I'm not going to promise you that you'll love everything about Iron Man 3, because it possesses a story that meanders wildly and, at times, it's a film that works almost solely because Robert Downey Jr. wills it to work. Every single time it seems like Co-writer/director Shane Black is headed a direction that can't possibly work somehow it all meanders its way to genuine entertainment. In fact, one of the film's best scenes is just such a scene. It finds Stark having crash landed into a wintery scene in rural Tennessee and into the path of a mischievous 'tween played perfectly by Ty Simpkins. As Harley, Simpkins avoids being overly precious and instead plays an almost perfect complement to the sincerely insincere Stark. What really should have been a throwaway scene is instead one of the true highlights of Iron Man 3.

It helps that Downey Jr. is once again surrounded by an excellent supporting cast, though Gwyneth Paltrow's action sequences are at times slo-mo to the point of laughable. Rebecca Hall is a welcome addition here as the "Is she good?" or "Is she bad?" Maya, while Ben Kingsley is a delight as always. As someone who has long admired the work of both Rebecca Hall and Guy Pearce, it's a complete joy to see them both appearing in a film that's destined for box-office success.

This is not to say that everything is perfect with Iron Man 3, and a lot of the film's problems fall back to a script desperately in need of some tightening up. Co-penned by Shane Black and Drew Pearce, Iron Man 3 never seems quite as comfortable with Stark's vulnerability as is Downey Jr. It's as if Downey Jr. actually knows what Black/Pearce were trying to accomplish with their script, but they never quite managed to get the actual script to gel in the same way. It also feels like we're at times getting a lecture that "Things aren't always what they seem," a lecture itself that fits right into the recent Boston bombings. Yet, in trying to sell the point we end up with some conflicted morality lessons where a proven to be corrupt President is rescued while a power seeking Vice-President is somehow deemed worthy of arrest. There's also more than one occasion where Stark pledges his loyalty to his beloved Pepper only to immediately, and I mean immediately, contradict himself.

But, let's be honest. You're not going to go see Iron Man 3 for its moral lessons or global politics.
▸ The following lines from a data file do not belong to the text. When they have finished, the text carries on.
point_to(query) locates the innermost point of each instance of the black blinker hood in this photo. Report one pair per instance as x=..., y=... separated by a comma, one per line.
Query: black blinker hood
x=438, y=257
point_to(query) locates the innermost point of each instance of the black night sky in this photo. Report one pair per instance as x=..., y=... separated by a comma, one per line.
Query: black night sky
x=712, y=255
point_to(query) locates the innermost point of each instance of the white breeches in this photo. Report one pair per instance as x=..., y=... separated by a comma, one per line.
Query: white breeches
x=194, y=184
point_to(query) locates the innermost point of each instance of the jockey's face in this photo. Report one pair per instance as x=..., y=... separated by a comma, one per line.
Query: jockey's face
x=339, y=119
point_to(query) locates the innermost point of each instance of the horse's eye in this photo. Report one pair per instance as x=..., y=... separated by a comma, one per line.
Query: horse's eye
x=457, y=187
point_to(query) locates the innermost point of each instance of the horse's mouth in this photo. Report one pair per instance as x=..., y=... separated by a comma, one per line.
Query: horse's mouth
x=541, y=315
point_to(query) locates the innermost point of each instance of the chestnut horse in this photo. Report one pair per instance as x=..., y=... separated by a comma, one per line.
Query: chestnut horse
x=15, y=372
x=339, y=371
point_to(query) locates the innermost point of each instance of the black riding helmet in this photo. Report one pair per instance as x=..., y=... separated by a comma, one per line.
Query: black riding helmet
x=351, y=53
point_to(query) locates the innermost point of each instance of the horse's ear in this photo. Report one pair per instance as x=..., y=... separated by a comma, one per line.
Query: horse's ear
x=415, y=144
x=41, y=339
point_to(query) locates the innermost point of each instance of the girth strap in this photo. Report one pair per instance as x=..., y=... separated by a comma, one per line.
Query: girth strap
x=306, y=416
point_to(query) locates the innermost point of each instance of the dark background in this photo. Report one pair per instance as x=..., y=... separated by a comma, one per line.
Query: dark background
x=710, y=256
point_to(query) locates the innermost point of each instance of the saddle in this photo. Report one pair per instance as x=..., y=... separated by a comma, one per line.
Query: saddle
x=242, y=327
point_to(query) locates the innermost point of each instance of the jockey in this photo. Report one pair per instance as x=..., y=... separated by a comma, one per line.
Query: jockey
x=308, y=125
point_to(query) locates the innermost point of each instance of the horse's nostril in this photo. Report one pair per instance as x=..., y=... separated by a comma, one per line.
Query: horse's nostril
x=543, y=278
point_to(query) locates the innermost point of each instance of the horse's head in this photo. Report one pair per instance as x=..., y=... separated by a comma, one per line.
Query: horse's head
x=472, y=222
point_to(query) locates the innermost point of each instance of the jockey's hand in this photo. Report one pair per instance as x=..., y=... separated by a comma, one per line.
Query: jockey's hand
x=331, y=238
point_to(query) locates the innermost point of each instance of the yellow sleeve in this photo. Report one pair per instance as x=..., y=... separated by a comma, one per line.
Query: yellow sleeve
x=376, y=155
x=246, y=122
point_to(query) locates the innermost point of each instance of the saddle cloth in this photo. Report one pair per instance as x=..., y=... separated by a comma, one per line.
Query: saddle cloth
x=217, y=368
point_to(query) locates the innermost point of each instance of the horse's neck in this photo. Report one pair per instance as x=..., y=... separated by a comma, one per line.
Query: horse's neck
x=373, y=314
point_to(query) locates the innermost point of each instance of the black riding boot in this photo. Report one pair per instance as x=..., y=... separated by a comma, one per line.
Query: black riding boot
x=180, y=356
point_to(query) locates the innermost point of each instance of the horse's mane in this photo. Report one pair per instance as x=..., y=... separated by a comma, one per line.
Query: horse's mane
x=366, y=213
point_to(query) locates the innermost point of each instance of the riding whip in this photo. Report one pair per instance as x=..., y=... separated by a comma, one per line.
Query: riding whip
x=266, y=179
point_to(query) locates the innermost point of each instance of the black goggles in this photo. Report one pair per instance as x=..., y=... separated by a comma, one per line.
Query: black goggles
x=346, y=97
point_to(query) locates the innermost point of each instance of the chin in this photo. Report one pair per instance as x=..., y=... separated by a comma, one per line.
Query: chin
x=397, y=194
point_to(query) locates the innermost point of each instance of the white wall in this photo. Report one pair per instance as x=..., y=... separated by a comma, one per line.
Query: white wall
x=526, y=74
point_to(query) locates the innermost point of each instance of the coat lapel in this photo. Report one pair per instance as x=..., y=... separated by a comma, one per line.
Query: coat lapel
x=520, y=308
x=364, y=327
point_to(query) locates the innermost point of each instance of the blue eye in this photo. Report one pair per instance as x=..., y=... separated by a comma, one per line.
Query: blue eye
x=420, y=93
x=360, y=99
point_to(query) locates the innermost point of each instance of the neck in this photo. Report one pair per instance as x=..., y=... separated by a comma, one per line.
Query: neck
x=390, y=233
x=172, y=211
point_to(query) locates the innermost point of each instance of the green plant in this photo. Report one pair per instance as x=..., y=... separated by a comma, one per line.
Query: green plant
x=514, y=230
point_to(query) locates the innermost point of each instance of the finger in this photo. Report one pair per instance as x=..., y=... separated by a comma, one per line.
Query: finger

You're going to be entertained and, even if the meandering plot drives you crazy, it's hard to imagine you won't leave the film at least being modestly entertained and mumbling to yourself "It's way better than Iron Man 2."

Oh, and it IS way better than Iron man 2 and finally serves as justification for having replaced Terrence Howard with Don Cheadle.

Stark's smartass comments work wondrously, the action sequences are perhaps excessive yet well choreographed, the humor is intact and, refreshingly, Downey Jr. really shows us what's so super about this ironclad superhero.